Картотека инструментов приватности в коде
В идеале браузеру должно быть абсолютно наплевать, что вообще установлено на вашем смартфоне. Его задача примитивна: открыть ссылку, отрендерить страничку и сохранить куки. Но у Яндекса внутри кода лежит огромный массив с именами пакетов — внутренними именами приложений, по которым их знает система Android.
В этом списке есть Tor Browser, другие приватные браузеры, Holo и XVPN. Ещё по какой-то причине Яндекс Браузер очень интересует, есть ли у вас криптокошелёк MetaMask. В коде зашита целая картотека инструментов для приватности, и активные функции сверяют приложения на вашем телефоне с этим списком.
2. Полный доступ к списку приложений
Если заглянуть в Android Manifest (главный файл конфигурации), мы увидим там разрешение на запрос всех пакетов. На человеческий язык это переводится так: «Я хочу иметь полное право видеть всё, что установлено на этом устройстве». Яндекс поимённо запрашивает видимость десятков приложений: от Telegram, WhatsApp и Reddit до банковских клиентов.
3. Глубокая инвентаризация и «подозрительные разрешения»
Внутри APK есть модуль, в котором крутится функция collectApplications. Она собирает список всех ваших приложений и выкачивает их системные разрешения. Затем этот массив данных прогоняется через внутренний классификатор, который называется прямо и без стеснения — «подозрительное разрешение».
Что Яндекс считает подозрительным в чужих приложениях?
- Доступ к фоновой геолокации;
- Доступ к камере и микрофону;
- Чтение SMS и контактов;
- Доступ к статистике использования устройства.
Браузер выступает в роли локального надзирателя, строя профиль того, какие программы лезут в ваши контакты или слушают микрофон.
4. Прямая детекция VPN
Пока государственные системы тратят миллиарды, анализируя ритм трафика, приложению на вашем телефоне не нужно ничего взламывать.

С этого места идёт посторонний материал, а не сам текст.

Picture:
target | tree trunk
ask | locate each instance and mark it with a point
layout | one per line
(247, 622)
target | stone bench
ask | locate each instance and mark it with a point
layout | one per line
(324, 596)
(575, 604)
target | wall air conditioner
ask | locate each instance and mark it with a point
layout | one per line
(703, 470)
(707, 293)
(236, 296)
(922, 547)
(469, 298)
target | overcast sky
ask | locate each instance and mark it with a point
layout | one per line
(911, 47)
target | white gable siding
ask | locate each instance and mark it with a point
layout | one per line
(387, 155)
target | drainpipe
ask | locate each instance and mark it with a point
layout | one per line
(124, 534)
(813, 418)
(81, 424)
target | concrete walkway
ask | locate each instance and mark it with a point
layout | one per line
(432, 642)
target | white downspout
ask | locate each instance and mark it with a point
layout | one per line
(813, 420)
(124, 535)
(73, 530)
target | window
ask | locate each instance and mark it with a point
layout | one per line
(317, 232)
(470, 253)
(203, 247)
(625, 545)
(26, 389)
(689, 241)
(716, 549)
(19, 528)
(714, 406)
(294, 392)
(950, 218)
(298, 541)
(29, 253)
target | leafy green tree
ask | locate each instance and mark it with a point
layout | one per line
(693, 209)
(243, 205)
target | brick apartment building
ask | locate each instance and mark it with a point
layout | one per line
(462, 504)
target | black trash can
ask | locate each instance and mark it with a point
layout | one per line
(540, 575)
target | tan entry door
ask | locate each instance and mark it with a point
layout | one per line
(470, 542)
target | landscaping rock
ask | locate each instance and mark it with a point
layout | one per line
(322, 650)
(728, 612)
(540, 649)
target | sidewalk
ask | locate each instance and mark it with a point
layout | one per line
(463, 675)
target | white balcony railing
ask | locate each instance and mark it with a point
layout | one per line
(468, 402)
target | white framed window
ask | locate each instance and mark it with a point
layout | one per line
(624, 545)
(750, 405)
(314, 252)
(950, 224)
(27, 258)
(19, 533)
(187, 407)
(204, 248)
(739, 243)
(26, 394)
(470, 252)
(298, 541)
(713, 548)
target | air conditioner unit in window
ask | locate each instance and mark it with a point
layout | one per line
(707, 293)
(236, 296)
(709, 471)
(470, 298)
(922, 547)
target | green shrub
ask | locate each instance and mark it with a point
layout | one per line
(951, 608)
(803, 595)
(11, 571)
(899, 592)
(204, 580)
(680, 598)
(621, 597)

В коде есть функция, которая тупо задаёт системе Android один вопрос: «Идёт ли трафик сейчас через VPN?».
Результат сохраняется в переменную VPN_enabled. Она моментально упаковывается в пакет телеметрии, где по соседству лежат рекламные идентификаторы вашего железа, точные GPS-координаты, данные о ближайших вышках сотовой связи и информация о вашем Wi-Fi. Вы можете быть суперхакером и настроить продвинутые протоколы, но ваш собственный телефон сообщает: «На устройстве с таким-то ID прямо в эту секунду используется VPN», — и отправляет это на сервера.

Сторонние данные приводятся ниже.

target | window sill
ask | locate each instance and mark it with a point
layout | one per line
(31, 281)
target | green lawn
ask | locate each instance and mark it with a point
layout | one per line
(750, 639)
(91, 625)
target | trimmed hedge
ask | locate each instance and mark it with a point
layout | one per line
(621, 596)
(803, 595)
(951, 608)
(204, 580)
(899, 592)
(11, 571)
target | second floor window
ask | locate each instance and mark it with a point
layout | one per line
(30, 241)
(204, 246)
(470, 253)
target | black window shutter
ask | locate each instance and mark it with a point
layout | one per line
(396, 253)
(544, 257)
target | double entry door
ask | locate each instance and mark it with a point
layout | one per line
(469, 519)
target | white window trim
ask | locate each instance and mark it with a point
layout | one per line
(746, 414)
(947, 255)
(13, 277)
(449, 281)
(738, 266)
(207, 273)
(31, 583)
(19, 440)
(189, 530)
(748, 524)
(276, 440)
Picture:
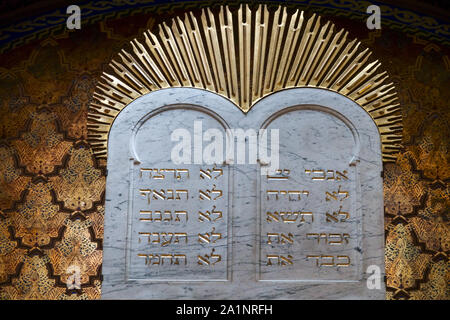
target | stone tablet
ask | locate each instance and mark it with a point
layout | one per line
(309, 229)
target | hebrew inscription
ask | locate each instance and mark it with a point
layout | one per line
(309, 222)
(180, 213)
(293, 211)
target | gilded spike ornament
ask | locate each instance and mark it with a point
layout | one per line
(244, 56)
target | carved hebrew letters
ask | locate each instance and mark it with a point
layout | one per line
(307, 218)
(179, 212)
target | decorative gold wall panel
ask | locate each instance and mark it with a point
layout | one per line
(244, 56)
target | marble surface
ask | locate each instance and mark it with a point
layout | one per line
(325, 226)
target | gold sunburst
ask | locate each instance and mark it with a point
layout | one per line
(244, 56)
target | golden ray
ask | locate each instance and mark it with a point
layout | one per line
(244, 56)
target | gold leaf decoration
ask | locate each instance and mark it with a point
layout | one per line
(245, 55)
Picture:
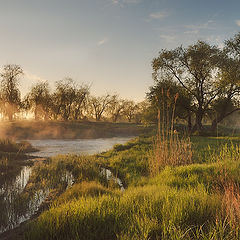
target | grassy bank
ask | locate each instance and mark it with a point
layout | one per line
(196, 201)
(67, 130)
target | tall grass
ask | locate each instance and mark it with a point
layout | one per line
(168, 147)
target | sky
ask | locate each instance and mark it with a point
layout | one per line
(108, 44)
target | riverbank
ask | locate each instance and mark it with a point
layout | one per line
(68, 130)
(180, 202)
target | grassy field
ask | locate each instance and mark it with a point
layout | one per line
(195, 201)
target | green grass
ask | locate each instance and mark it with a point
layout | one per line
(184, 202)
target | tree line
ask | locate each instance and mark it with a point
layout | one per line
(205, 77)
(68, 101)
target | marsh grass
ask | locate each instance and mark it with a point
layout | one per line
(190, 201)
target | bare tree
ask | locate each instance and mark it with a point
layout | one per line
(10, 94)
(130, 109)
(38, 100)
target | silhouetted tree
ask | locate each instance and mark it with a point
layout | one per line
(38, 100)
(99, 105)
(10, 94)
(196, 69)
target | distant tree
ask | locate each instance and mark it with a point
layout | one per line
(116, 107)
(99, 105)
(196, 69)
(80, 101)
(10, 93)
(63, 98)
(38, 100)
(162, 96)
(130, 109)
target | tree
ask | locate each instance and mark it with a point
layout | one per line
(99, 105)
(196, 69)
(130, 109)
(10, 94)
(162, 96)
(38, 100)
(116, 107)
(80, 101)
(63, 98)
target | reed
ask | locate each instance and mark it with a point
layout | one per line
(169, 148)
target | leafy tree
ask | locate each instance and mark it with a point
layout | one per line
(80, 101)
(116, 107)
(99, 105)
(163, 96)
(10, 94)
(63, 98)
(196, 69)
(38, 100)
(130, 109)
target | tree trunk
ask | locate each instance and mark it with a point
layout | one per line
(198, 124)
(189, 122)
(220, 118)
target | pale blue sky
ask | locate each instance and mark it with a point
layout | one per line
(106, 43)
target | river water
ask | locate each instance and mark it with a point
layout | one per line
(12, 210)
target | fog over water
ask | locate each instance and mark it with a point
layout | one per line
(52, 147)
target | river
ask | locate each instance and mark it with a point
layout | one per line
(12, 211)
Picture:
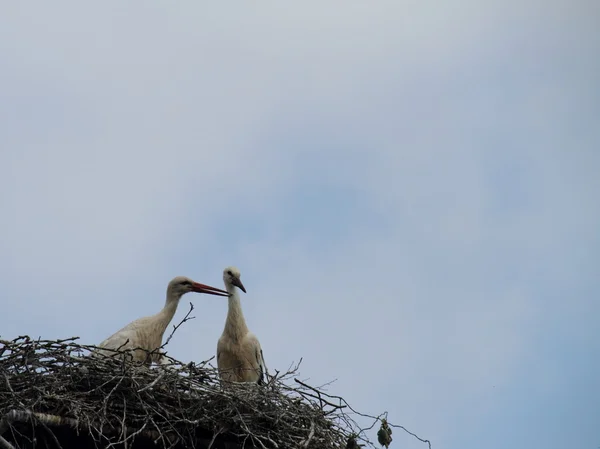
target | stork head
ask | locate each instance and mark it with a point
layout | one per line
(231, 276)
(181, 285)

5. Роль сторонних модулей (SDK)
Современный браузер — это цифровой Франкенштейн. Один из главных теневых игроков в этом АПК — AppSlayer (AppFlyer), мировой гигант мобильной аналитики. Его встроенный модуль лезет в систему глубже всех остальных. Он делает то, что обычно делают хакерские трояны:
- Напрямую сканирует сетевые интерфейсы, выискивая «нулевой туннель» (главный маркер VPN);
- Ковыряется в скрытых системных файлах в обход стандартных разрешений;
- Сканирует память на наличие инструментов для подмены кода.

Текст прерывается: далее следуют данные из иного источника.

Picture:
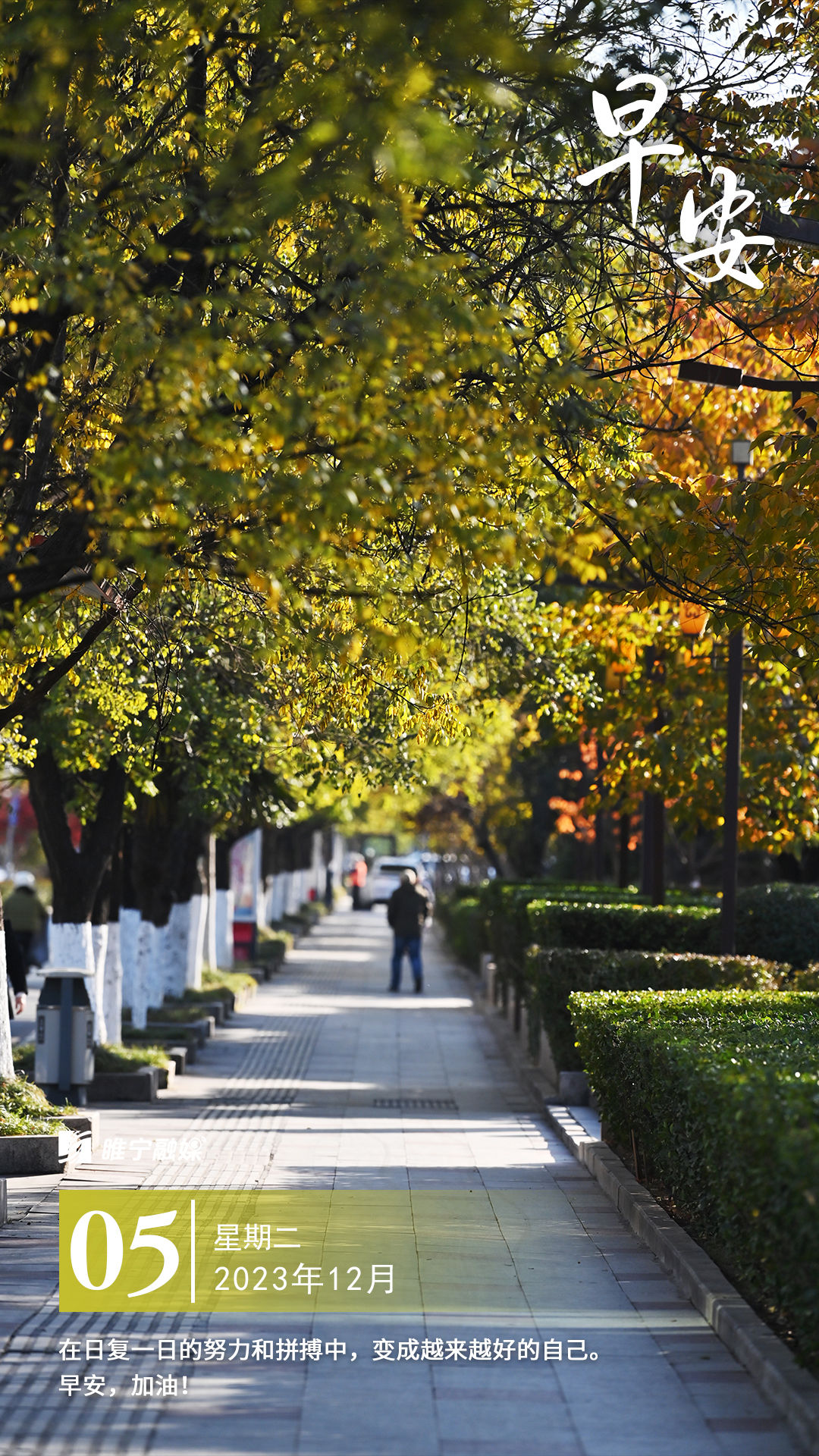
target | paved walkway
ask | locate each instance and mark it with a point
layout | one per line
(327, 1082)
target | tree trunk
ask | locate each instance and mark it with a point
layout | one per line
(168, 848)
(623, 849)
(76, 874)
(6, 1060)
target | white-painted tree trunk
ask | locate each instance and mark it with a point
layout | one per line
(71, 946)
(142, 968)
(159, 967)
(210, 916)
(177, 967)
(197, 921)
(224, 928)
(112, 986)
(129, 937)
(6, 1060)
(99, 946)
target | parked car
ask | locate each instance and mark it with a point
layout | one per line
(385, 877)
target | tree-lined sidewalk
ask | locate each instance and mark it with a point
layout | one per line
(324, 1081)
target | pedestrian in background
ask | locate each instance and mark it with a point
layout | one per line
(17, 981)
(24, 912)
(409, 910)
(357, 881)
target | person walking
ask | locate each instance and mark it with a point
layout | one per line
(407, 912)
(17, 979)
(27, 916)
(357, 881)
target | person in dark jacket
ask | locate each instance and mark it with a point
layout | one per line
(409, 910)
(15, 973)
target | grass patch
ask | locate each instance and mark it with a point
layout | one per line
(129, 1059)
(25, 1111)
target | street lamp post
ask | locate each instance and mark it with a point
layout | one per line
(741, 457)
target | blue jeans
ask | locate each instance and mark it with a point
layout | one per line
(406, 946)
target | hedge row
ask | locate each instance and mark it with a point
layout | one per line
(779, 922)
(720, 1091)
(553, 976)
(506, 922)
(691, 929)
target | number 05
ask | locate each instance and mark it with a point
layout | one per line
(155, 1241)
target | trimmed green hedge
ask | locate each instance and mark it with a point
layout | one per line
(127, 1059)
(27, 1111)
(506, 921)
(691, 929)
(553, 976)
(273, 946)
(780, 921)
(463, 922)
(720, 1091)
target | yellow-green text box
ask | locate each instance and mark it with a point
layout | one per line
(243, 1251)
(297, 1251)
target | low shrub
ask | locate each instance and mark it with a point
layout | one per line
(175, 1011)
(22, 1056)
(127, 1059)
(273, 944)
(780, 921)
(554, 974)
(720, 1091)
(463, 924)
(224, 986)
(25, 1111)
(691, 929)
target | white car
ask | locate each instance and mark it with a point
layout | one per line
(385, 877)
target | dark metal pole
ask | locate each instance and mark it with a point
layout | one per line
(730, 813)
(657, 849)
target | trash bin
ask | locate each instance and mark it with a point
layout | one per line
(63, 1059)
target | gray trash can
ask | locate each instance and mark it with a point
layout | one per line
(63, 1059)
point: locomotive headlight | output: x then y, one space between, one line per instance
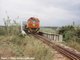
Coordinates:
33 24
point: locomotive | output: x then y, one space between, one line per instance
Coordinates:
32 25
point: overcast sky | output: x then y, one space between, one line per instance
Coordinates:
50 12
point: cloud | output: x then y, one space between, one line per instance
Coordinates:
50 12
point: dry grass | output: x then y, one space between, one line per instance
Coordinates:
17 46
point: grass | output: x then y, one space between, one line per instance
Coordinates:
28 46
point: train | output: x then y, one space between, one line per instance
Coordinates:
32 25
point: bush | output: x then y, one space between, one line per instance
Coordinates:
70 33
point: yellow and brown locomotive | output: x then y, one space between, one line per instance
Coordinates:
32 25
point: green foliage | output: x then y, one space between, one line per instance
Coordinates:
9 28
70 33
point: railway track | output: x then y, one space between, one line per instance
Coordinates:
70 54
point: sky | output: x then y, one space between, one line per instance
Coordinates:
49 12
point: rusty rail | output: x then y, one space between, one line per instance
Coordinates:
71 55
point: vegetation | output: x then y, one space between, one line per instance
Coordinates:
71 35
13 44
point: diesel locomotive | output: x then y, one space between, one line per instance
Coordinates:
32 25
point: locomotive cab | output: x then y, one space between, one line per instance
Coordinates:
33 25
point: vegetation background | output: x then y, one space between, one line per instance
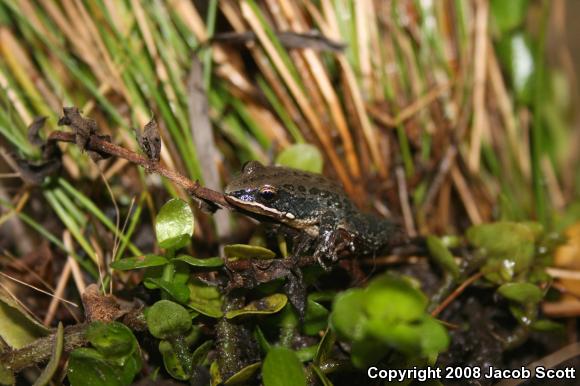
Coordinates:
441 114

6. Почему удаление браузера не поможет
Шпионские механизмы размазаны почти по всей экосистеме Яндекса. Браузер и Яндекс Карты используют четыре из шести известных методов детекции маскировки. Их внутренний аналитический SDK AppMetrica работает как цифровой спрут. Вы можете удалить браузер, но откроете Карты или закажете еду — единый корпоративный сканер снова опросит систему и отправит рапорт на сервер.